Lutte contre le harcèlement scolaire : la politique de l'académie de Lyon

Enquête. Le droit à une scolarité scolaire sans harcèlement scolaire n’est pas une réalité pour près d'1 enfant sur 10 en France. Qu'en est-il à Lyon ? 

Le 27 juin dernier, le nouveau ministre de l’Education nationale, Pap Ndiaye, a adressé aux professeurs une lettre précisant ses priorités. Parmi celles-ci, "le bien-être des élèves". Si le ministre ne mentionne pas expressément le harcèlement scolaire, il écrit que "le lieu partagé de l’école doit aussi permettre à toutes les personnalités de s’épanouir et bannir toute parole d’intolérance. Cet esprit de vigilance, d’écoute, doit aussi concerner les actes et les paroles de discriminations."

Les situations de harcèlement scolaire sont loin d’être des cas isolés. Entre 5% et 20% et vingt des élèves sont concernés en France. En 2017, la DEPP (Direction de l'évaluation, de la prospective et de la performance) - qui est à la fois une direction du ministère en charge de l’Éducation nationale et le service statistique ministériel en charge des statistiques sur l’éducation -  faisait état de 5,6% de collégiens ayant déclaré un nombre d’atteintes pouvant s’apparenter à du harcèlement. L’OCDE mentionne, quant à elle, jusqu’à 18% d’élèves victimes de harcèlement scolaire.

Avec la lettre du nouveau ministre de l’Education nationale, le harcèlement est placé comme un enjeu central de la politique académique.

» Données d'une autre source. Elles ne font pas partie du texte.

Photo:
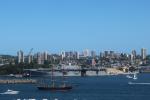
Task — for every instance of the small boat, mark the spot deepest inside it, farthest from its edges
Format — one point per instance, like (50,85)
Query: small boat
(55,87)
(132,83)
(10,92)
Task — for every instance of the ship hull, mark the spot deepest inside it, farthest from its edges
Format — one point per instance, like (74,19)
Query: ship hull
(67,88)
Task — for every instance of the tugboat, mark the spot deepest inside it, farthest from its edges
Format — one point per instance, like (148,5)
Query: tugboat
(53,86)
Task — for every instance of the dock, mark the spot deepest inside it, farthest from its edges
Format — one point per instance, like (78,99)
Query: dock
(18,81)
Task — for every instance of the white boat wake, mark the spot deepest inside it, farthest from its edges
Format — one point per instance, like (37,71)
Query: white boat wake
(133,83)
(10,92)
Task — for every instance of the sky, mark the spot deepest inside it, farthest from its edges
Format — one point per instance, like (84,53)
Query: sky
(56,25)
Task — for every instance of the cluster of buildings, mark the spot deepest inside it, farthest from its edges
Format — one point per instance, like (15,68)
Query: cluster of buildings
(87,58)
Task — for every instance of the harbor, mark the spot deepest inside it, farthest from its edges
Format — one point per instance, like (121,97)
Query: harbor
(18,81)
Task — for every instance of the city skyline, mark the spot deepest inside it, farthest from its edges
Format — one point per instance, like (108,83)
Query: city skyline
(54,26)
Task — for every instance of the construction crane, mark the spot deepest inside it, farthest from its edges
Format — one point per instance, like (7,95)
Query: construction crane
(29,56)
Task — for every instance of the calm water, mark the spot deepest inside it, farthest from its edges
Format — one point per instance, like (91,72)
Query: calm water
(86,88)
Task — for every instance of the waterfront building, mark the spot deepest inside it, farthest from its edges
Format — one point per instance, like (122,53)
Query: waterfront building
(143,53)
(20,55)
(63,55)
(86,53)
(39,58)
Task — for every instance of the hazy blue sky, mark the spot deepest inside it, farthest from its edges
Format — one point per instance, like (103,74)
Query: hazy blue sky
(55,25)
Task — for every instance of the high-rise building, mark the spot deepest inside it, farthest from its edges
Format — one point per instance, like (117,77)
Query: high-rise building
(63,55)
(133,55)
(86,53)
(20,56)
(45,54)
(39,58)
(93,54)
(143,53)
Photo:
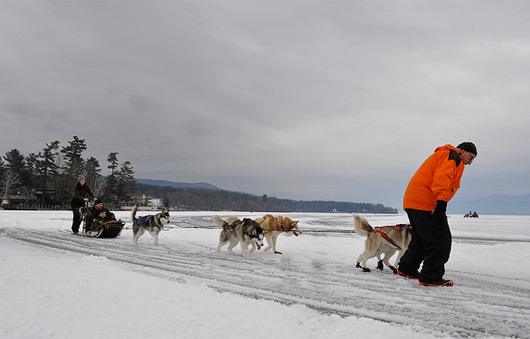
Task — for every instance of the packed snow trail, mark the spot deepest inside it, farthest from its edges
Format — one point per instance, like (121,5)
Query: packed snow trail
(478,305)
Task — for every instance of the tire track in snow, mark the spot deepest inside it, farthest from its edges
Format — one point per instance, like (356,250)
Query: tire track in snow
(480,305)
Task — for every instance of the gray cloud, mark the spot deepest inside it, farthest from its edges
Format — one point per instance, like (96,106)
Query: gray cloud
(334,100)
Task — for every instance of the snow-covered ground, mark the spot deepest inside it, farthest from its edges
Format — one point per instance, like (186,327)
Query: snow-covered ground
(54,284)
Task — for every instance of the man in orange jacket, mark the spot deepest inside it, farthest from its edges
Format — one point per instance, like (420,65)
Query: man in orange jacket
(425,201)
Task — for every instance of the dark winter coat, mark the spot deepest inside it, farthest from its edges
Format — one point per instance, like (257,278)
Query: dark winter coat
(80,193)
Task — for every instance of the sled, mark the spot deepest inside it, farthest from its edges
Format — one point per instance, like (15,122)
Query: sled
(109,229)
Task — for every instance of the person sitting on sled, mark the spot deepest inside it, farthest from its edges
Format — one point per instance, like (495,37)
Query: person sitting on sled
(98,215)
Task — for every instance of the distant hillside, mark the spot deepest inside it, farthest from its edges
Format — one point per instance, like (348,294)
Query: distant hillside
(502,204)
(204,196)
(198,185)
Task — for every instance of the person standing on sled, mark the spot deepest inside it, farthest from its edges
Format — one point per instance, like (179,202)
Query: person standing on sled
(97,215)
(425,201)
(81,194)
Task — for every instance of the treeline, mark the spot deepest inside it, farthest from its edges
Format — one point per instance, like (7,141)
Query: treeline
(46,179)
(218,200)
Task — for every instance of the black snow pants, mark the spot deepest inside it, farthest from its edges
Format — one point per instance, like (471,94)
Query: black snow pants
(430,244)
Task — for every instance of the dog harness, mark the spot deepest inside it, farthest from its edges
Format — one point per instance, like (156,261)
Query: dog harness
(144,223)
(385,236)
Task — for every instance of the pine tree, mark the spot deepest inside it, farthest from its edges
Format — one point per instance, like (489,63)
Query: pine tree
(47,167)
(74,165)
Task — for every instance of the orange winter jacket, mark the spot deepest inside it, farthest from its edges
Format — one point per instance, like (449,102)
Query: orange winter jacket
(438,178)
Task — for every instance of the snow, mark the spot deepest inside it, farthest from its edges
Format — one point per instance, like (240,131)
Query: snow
(58,285)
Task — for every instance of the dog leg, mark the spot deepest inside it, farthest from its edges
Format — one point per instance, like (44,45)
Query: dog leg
(274,239)
(221,244)
(233,243)
(268,236)
(253,247)
(138,234)
(244,247)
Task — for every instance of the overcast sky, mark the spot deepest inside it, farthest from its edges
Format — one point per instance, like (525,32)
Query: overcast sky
(325,100)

Enquête sur la lutte contre le harcèlement scolaires et ses différents acteurs.

Harceleurs et victimes

Un enfant victime de harcèlement à l'école scolaire
Pexels @Mikhail Nilov

Engagée dans la lutte contre le harcèlement scolaire, Catherine Verdier, psychologue spécialiste des enfants, est l'auteure de nombreux livres sur le sujet (L’écologie scolaire, 50 activités bienveillantes pour prévenir le harcèlement scolaire). De son point de vue, le harcèlement est un sujet de société. Ainsi, au même titre que l’écologie – d’où le nom de son livre – tout le monde est concerné et chacun peut agir avec de petits gestes. Pour elle, le harcèlement tient à l’estime de soi  : "les harceleurs ont besoin d’être construits, et les victimes ont besoin d’être reconstruites." Ce sont des situations complexes, notamment pour les adolescents qui ont besoin de plus de temps pour se reconstruire et qui peuvent avoir tendance à ne pas en parler.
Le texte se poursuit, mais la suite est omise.